Due to the changing situation and updating of advice from the NHS and DOH, MUBKA have sadly but rightly, taken the decision to suspend and postpone all group activities for 2020.
This will currently affect the Theory course/Annual Dinner/Beginers practicals and is to follow current advice to limit social and group contact.
We will update this as required from current advice and wherever possible try to re-schedule.
We are also investigating other ways to present the course and stay in contact via remote or other means.
Today we moved the hive stands from under the trees to nearer the Bee Barn and closer to each other. They will now get more sun, especially early in the morning and hopefully will be more active than they were under the trees. The general temperature of the hives should improve now, summer and winter and I'm more hopeful now of better outcomes and better overwintering. But the bees will let us know in due course.

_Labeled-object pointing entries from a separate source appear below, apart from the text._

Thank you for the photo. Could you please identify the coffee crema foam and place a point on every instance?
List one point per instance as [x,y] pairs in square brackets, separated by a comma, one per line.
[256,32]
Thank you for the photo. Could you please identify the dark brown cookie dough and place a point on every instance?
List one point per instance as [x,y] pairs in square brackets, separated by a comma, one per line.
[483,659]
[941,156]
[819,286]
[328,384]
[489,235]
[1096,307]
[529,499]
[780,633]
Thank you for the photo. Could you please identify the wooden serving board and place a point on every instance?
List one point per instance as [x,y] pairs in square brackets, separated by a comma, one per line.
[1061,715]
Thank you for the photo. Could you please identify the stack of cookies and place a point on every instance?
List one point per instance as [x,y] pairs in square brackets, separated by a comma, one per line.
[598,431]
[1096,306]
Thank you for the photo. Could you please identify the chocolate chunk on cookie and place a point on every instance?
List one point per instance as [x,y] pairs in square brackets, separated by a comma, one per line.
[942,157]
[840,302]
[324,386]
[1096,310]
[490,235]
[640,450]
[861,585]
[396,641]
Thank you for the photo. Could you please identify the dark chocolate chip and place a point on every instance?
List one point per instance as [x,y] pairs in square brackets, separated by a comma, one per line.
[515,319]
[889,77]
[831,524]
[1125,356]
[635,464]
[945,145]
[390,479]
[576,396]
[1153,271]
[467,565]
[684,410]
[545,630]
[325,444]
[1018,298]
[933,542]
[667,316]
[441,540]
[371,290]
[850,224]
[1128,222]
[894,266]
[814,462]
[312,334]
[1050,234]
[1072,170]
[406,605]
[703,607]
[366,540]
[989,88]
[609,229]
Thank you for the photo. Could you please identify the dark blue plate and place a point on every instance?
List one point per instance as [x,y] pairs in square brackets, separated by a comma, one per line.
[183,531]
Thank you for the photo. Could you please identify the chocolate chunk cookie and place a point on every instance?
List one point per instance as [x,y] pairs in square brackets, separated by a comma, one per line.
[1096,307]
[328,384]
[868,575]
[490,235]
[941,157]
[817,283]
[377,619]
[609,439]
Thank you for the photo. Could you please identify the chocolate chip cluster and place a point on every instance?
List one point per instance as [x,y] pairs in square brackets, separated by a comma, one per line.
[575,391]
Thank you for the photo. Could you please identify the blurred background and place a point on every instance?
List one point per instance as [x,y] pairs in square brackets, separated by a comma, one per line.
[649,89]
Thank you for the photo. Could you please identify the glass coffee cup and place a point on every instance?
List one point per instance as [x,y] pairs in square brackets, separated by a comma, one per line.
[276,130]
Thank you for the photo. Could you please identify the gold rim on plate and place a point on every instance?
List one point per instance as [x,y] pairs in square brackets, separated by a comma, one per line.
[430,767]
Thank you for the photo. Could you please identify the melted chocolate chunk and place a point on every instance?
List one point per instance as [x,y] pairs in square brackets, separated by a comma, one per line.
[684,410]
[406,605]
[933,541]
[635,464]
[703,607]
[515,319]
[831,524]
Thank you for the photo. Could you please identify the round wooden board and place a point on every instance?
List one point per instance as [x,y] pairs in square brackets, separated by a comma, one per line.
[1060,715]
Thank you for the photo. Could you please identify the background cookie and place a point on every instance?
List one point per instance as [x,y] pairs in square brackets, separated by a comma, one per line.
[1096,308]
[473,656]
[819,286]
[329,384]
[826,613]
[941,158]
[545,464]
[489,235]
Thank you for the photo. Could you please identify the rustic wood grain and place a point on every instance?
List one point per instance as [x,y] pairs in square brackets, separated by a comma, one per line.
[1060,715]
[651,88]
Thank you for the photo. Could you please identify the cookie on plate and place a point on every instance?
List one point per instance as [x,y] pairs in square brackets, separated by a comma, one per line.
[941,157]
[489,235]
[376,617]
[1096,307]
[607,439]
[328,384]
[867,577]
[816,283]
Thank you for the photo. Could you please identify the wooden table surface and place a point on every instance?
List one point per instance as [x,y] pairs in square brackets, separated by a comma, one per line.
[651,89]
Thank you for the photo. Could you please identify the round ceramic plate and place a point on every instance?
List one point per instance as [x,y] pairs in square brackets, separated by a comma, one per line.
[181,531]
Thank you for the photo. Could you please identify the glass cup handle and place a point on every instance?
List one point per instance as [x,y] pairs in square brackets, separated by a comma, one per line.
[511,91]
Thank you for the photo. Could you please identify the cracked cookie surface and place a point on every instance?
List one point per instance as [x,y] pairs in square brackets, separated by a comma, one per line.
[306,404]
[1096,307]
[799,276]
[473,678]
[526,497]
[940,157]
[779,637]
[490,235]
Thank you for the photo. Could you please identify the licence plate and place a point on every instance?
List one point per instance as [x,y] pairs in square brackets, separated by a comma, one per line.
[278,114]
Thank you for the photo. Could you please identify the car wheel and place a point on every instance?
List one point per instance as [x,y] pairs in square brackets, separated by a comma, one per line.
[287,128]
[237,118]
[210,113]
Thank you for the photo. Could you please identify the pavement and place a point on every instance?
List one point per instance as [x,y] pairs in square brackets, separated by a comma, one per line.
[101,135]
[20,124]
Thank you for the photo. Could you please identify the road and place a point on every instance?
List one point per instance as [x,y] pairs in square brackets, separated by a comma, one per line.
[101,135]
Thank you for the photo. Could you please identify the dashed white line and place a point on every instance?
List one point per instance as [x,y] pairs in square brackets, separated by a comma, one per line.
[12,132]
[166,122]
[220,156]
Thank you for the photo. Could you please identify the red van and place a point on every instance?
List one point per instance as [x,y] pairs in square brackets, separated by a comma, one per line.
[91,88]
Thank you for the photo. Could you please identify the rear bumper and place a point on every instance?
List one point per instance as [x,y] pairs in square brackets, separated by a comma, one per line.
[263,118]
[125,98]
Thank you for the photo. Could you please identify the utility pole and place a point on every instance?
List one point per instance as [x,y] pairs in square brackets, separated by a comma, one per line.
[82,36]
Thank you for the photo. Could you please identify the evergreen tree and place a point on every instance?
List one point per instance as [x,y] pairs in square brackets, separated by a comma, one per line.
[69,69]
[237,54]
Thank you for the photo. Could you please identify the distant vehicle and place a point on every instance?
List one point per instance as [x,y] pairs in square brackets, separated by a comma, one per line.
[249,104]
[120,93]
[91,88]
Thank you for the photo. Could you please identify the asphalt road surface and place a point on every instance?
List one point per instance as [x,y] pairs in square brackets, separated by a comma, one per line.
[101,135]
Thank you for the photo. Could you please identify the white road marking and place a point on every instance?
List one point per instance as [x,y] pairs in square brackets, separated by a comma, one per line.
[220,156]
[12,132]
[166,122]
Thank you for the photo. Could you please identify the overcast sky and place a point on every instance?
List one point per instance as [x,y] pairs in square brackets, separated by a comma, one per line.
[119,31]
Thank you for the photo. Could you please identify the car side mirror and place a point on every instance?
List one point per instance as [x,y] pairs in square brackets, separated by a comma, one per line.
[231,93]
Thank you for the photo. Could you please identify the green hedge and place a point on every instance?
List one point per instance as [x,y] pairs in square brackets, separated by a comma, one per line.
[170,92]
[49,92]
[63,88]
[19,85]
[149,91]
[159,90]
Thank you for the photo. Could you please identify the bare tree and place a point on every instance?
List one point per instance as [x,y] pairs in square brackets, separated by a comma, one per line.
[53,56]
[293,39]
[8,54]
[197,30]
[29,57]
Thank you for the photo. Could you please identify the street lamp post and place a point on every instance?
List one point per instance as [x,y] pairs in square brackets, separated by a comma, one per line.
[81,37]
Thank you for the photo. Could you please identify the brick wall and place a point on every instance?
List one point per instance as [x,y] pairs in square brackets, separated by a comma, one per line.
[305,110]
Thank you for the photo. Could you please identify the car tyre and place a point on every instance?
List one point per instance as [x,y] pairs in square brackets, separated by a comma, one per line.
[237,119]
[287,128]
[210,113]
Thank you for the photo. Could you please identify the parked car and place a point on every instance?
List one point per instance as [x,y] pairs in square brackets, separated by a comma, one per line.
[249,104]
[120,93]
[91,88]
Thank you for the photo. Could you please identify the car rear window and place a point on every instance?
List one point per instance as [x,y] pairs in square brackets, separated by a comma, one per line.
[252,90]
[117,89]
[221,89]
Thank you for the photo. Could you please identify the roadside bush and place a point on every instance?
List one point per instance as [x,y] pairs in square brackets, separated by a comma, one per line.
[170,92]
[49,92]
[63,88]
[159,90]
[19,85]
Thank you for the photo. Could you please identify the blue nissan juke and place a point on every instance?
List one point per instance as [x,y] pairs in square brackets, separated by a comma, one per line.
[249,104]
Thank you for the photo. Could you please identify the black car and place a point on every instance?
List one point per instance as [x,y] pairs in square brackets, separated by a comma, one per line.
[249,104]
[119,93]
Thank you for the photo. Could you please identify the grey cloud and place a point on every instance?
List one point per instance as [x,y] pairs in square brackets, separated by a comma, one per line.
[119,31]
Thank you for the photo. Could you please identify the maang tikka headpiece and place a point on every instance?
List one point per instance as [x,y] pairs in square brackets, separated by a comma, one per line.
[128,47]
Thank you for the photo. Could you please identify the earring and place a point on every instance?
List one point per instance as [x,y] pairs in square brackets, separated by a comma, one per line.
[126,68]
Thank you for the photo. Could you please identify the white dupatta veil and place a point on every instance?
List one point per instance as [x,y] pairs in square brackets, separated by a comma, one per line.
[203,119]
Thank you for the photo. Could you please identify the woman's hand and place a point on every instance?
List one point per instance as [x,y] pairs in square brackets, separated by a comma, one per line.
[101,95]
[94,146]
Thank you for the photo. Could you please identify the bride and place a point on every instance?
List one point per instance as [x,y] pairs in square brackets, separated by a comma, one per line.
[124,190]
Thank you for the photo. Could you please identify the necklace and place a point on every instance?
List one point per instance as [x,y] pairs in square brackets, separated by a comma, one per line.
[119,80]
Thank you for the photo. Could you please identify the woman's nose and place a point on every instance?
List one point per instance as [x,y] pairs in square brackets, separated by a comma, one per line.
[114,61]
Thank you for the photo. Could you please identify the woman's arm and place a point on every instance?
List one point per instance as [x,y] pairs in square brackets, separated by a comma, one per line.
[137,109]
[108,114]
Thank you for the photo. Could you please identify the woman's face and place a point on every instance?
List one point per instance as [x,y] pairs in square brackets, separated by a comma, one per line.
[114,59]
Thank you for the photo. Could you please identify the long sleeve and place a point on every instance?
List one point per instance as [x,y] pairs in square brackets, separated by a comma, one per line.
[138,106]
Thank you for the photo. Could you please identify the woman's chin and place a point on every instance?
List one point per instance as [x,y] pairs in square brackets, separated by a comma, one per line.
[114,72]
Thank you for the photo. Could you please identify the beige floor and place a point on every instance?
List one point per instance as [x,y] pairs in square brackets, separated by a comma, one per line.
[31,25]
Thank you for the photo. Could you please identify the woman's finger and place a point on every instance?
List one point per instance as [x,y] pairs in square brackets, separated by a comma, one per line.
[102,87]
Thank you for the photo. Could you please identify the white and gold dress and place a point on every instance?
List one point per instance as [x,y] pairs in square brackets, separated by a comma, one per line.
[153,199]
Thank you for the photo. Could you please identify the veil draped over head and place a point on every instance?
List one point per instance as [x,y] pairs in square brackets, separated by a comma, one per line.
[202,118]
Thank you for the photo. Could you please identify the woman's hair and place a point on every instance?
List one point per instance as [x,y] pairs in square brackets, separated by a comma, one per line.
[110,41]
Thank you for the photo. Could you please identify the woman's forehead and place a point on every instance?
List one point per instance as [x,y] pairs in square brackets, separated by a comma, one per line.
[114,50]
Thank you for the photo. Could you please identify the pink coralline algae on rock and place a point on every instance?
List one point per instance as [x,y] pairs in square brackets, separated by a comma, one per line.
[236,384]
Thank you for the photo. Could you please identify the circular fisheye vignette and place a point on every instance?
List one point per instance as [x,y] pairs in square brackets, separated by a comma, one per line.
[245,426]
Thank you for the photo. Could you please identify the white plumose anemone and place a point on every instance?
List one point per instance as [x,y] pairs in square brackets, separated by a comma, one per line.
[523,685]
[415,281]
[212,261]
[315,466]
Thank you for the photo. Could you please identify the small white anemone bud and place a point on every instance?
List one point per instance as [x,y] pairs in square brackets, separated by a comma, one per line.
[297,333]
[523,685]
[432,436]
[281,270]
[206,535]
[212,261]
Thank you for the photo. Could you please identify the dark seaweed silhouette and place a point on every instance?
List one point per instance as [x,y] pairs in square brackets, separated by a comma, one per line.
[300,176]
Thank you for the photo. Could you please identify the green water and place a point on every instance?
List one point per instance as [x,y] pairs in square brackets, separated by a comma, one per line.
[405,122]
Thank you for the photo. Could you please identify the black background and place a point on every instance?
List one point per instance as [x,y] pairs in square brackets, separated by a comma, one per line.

Whilst we have been doing this we have had 2 maintenance days - Jenni and Trish came to the first and Annie and Karl to the second and Mick of course. All our brood boxes and supers are now ready for the new season, all the feeders are cleaned and ready for action and the Nucs have been prepared too. So when we get started, we should have everything we need. Depending on the strength of the brood, hive by hive, we'd like to create some Nucs for growing on and also prepare some fresh comb for future use. We'll do this either by Bailey frame changes or by using a brood as a super and letting the bees draw the new comb out. Either way it is important to keep the comb fresh as it is less likely to harbour disease.
Any swarms we hive this year will go straight onto new foundation and will be fed after 2 days so they use all the honey they gorged on before swarming to make comb. Again disease prevention.
What the coming week hold out for us is anyone's guess, but one thing is for sure, we can't let leave them alone! Don't think they will be carrying COVID19 though.
Well the Calendar says spring is almost here, but looking out of the window I am not so sure? March can be a crucial month for the bees so keep hefting the hives and make sure they have enough food.
Should feeding be necessary then 500ml of warm syrup (1kg white granulated sugar to litre of water) should be given for 1 week. This may be increased to 1 litre per week as the brood increases.
Have you cleaned all of your supers, brood boxes and frames etc.? If not, now is the time to get to it!! Also check your stands are in good order and re-strengthen where necessary. As the weight of the supers full of honey may cause the stands to collapse.
Read up on the various methods of swarm control, whilst there is no immediate panic, this will help when the time comes to climb up a ladder and collect the little devils. And also make sure you have ordered your jars and labels ready for the harvest which will be here sooner than you think!
Spring is here at Last! More daylight and the temperature is rising? The question is are you ready?
With the temperature at 15 degrees it is time to do the first inspection. Replace any brood frames that have old dark combs making sure they are free from brood and stores. Talking of stores make sure there is enough honey to last until your next inspection. If not feed them with a light syrup (1kg white sugar to 1.25 litres of water).
On the first inspection do not spend too much time looking for the Queen, if you have eggs and brood it is reasonable to assume the queen is present. Instead take more time to check you have a healthy hive with no disease present.
Last but not least!
Have you made your Asian Hornet traps if not “Do it”? We need to keep this one at bay and not let it get a hold in the UK. See the web site for information on how to make a trap.
Good luck and May the bee’s be with you!
Are you ready for taking or collecting a swarm? You must have your hive ready complete with frames and foundation. The bees will not wait for you! If you collect a swarm make sure you put a feed on, it will help you to keep them in the hive.
The nectar flow should now be in full swing so remember the bees need space! So put that super on early and be prepared, it may stop them swarming if they have more space? One important point to remember! If you worked with a brood and a half during the winter, and you have reversed the boxes, it must remain as a brood and a half. If you wish to use this as a super for honey extraction, the foundation must be removed and the frames must be steamed or scorched, and replaced with new foundation. The apiguard will have tainted the frames and foundation making the honey unfit for human consumption.